Happy National Comi—

Wait, before we go any further, let’s get one thing straight. According to Stan Lee himself (and who, dare I ask, is a more qualified authority on said subject?), the word should be spelled comicbook. As Stan said once in an interview:

“People always write it as if it’s two separate words. But to me, if it’s two separate words, then it means a funny book — a comic book. If you write it as one word, which is the way I do it, then it’s a generic term meaning a comicbook! So I feel everybody ought to write comicbook as if it’s one word, because it doesn’t mean funny book.”



So, Happy National Comicbook Day!

Today we celebrate what did start out literally as a comic book – a collection of reprinted humorous newspaper comic strips that appeared in Famous Funnies #1 in 1934. However, with the decline of the adventure pulp magazines of the late 1930s, the comicbook was transformed into what we know today. Fully illustrated mystery, adventure, and soon superhero stories replaced the collected, reprinted newspaper strips of Famous Funnies and its peers.  And of course, Stan Lee was there at the beginning, his lifelong career at Marvel having started in 1939.

The popularity of superheroes like Captain America, Superman and Batman brought circulation numbers of some comicbook titles to over half a million copies sold every month. Several more superhero and non-superhero comics followed, such as funny animal comics, adventure and detective comics, romance, western and horror comics. Almost any genre you can think of appeared in comicbook form.



Comics had become big business, and many of the creators who labored on them, from Stan Lee to Jack Kirby and Joe Simon, to Jerry Siegel and Joe Shuster, to Bob Kane, Bill Finger and Jerry Robinson, to C.C. Beck, etc. are still remembered and well-respected today. The 1940s and the early 1950s are still known by pannapictagraphists (comicbook collectors to you and me) as the Golden Age.

By the mid-1950s, comicbook sales had declined due to the rising popularity and availability of television and an ill-informed crusade against comics led by Dr. Frederic Wertham. However, hope was not lost as industry leaders DC Comics and Atlas/Marvel Comics presented the world with a new wave of superheroes in the latter part of the decade which captured the imagination of an entire new generation. Marvel led the charge and topped the sales charts as Stan Lee’s vision of superheroes depicted as real people who had real problems expanded comicbook audiences to include college-educated adult audiences as well. Collectors have since labeled this period from the late 1950s until the early 1970s the Silver Age.

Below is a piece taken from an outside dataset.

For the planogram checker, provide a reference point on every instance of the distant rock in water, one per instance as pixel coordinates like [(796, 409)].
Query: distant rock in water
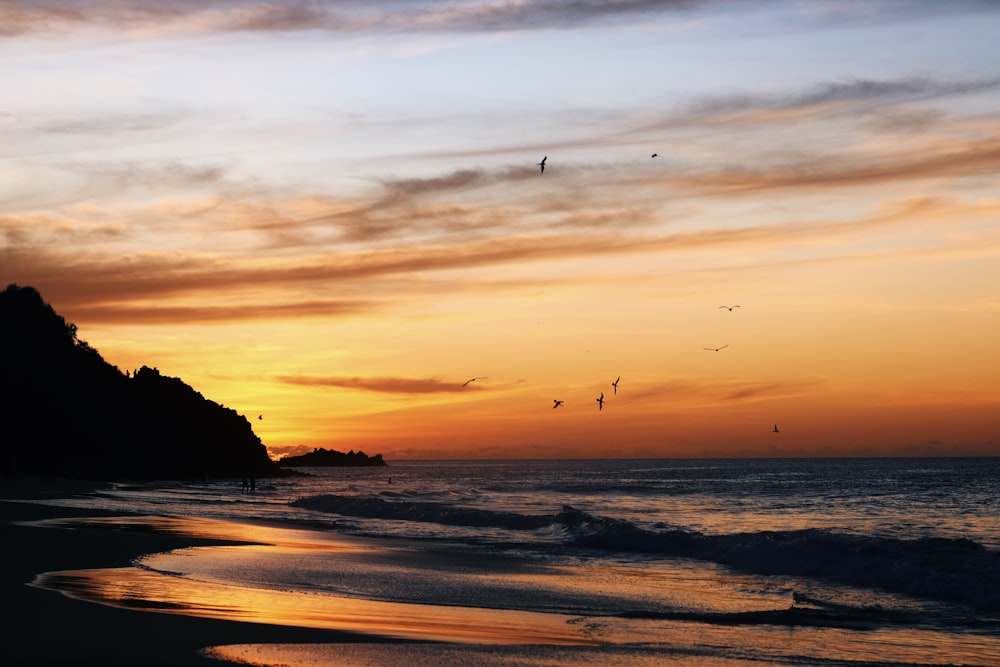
[(67, 412), (330, 457)]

The 1970s and 1980s saw the comicbook cross into live action television shows such as The Incredible Hulk and Wonder Woman series, both of which dominated weeknight ratings. Meanwhile, animated shows based on DC’s Justice League of America, Batman and Spider-Man dominated Saturday morning cartoons.  

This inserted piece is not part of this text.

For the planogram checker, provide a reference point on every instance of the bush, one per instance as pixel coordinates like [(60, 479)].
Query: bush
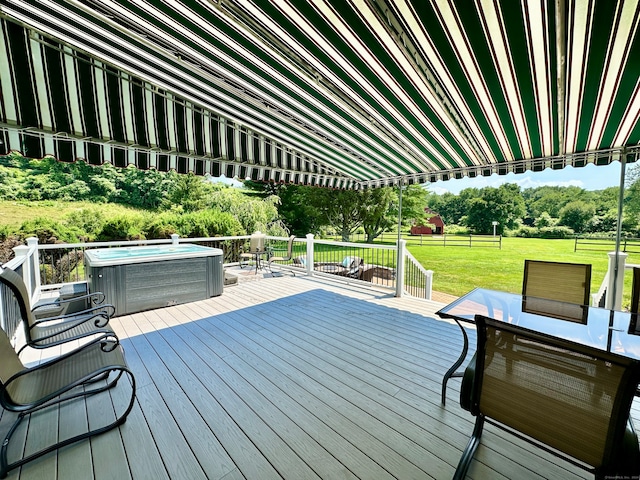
[(525, 232), (122, 227), (456, 230), (557, 232), (208, 223), (204, 223), (49, 231), (88, 221)]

By the 1980s and 1990s, comicbook characters filled after-school afternoons, with more Spider-Man, X-Men and Batman animated series leading the pack. Comicbook sales soared again, and by the mid-80s DC Comics popularized the graphic novel with works such as Frank Miller’s The Dark Knight Returns and Watchmen by Alan Moore and Dave Gibbons. Please note that both of these famous graphic novels appeared in serialized comicbook form first!

By the 1980s and 1990s comicbooks had become a profound influence on television, popular culture and by the turn of the millennium, on movies, too! After the initial success of the Superman movies in the late 70s and Batman movies in the late 80s, Marvel Comics made its cinematic mark with Blade, then with the original X-Men and Spider-Man movies, which broke previous cinema blockbuster records.

By the second decade of the 21st Century, the Marvel Cinematic Universe movies, starting with Iron Man, set new box office records. The wide-ranging impact that comicbooks have had on popular culture this century is unprecedented and show no signs of decline as comicbook superheroes are featured on Netflix and other channels and services, such as the upcoming Disney+.

But there is a downside to all this success. With so many characters created for the comics now accessible through movies, television and even computer games, comicbook sales have taken a sharp decline over the past decades. At the same time, stories, characters and subjects depicted in comics these days could not be more diverse. Superheroes still dominate the market, but horror, mystery, romance, fantasy, science-fiction and more are available to readers of all ages in comicbook form today.



To celebrate National Comicbook Day, find a local comicbook retailer or your local bookstore and pick up a comicbook or two to read. Or even order one online and read it with a comics viewer. So much of what we know as popular culture today comes from this major source, the comicbook. This well of creativity will dry up unless we each make efforts to support the artists, writers and other creators who craft comicbooks for our entertainment. Celebrate today by going out and buying an issue.

And let’s not forget to honor the abiding wish of Stan the Man and spell it as one word, as together we celebrate this, the 85th year of the comicbook.